Ghanaian President Akufo-Addo was present at the signing ceremony on Sept. 2, saying that the Tema LNG Terminal project demonstrated the efforts the government made over the last 19 months to encourage participation of private enterprises in the growth of the national economy.
“If we are going to succeed in rapidly pushing the industrial development of our country, the supply of gas, which will mean even more affordable rates of power, is now a matter of very great importance for us,” Akufo-Addo said.
Although the inked LNG deal will help to enhance Ghana’s domestic energy supply instead of China’s, it is one of several LNG projects Chinese firms are operating abroad, largely in order to boost China’s supply. In July, the China National Offshore Oil Corp. announced to invest an additional $3 billion in exploiting Nigeria’s offshore oil and gas reserves. Chinese companies also reached major deals to develop energy reserves in the U.S. states of Alaska and West Virginia in late 2017.
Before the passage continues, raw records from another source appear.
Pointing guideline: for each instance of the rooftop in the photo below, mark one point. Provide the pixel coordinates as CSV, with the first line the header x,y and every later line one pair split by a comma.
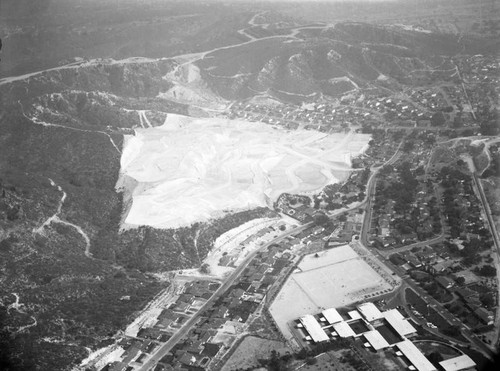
x,y
332,316
376,340
313,328
458,363
413,354
370,311
343,329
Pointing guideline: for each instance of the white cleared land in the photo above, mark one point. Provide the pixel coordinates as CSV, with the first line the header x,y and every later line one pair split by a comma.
x,y
193,169
323,282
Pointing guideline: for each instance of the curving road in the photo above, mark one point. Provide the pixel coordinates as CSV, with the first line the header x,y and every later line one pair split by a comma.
x,y
166,347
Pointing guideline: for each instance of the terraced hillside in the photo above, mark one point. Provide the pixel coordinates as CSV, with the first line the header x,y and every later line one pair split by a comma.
x,y
70,278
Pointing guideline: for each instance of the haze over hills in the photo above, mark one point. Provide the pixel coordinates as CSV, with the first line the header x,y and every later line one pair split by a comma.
x,y
78,78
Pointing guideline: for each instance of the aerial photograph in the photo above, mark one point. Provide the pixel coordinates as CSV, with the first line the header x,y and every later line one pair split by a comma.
x,y
269,185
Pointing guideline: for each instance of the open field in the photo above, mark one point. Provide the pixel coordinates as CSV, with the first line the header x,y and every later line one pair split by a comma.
x,y
336,278
208,167
250,350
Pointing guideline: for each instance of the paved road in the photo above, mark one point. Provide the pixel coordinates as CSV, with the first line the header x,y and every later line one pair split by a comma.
x,y
166,347
496,240
370,193
438,307
432,241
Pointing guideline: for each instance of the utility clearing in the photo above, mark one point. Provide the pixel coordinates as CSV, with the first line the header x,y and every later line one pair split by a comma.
x,y
196,169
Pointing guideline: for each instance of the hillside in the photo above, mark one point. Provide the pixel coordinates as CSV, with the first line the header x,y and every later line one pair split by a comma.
x,y
67,267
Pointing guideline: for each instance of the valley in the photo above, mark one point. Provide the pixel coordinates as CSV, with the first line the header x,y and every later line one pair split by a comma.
x,y
167,173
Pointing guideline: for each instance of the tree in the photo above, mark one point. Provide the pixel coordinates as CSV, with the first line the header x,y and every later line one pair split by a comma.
x,y
321,219
487,271
435,357
205,268
438,119
311,360
488,300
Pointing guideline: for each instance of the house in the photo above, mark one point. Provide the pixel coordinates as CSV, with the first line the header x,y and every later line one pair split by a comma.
x,y
445,282
484,315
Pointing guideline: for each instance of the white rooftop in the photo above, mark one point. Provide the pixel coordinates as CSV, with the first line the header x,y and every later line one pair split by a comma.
x,y
398,322
343,330
376,340
314,328
370,311
458,363
415,356
332,316
354,314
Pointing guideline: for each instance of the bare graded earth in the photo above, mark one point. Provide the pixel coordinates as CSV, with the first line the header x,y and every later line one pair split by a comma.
x,y
249,351
208,167
326,281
China has made great efforts to boost the consumption of LNG in recent years as it strives to clean up the air suffering heavy pollution due to its current energy mix where coal accounts for too much.
Last year, China saw the total consumption of LNG jump 46 percent to 38.13 million tonnes, overtaking South Korea to become the world’s second largest LNG importer after Japan. The rise corresponds to the nation’s increased gas demand in the first half of this year, which went up 17.5 percent to 134.8 billion cubic meters from a year earlier.
The LNG terminal deal was reached just the day before the opening of the Forum on China-Africa Cooperation summit held in Beijing, where Chinese President Xi Jinping pledged to offer another $60 billion in financing for Africa’s development.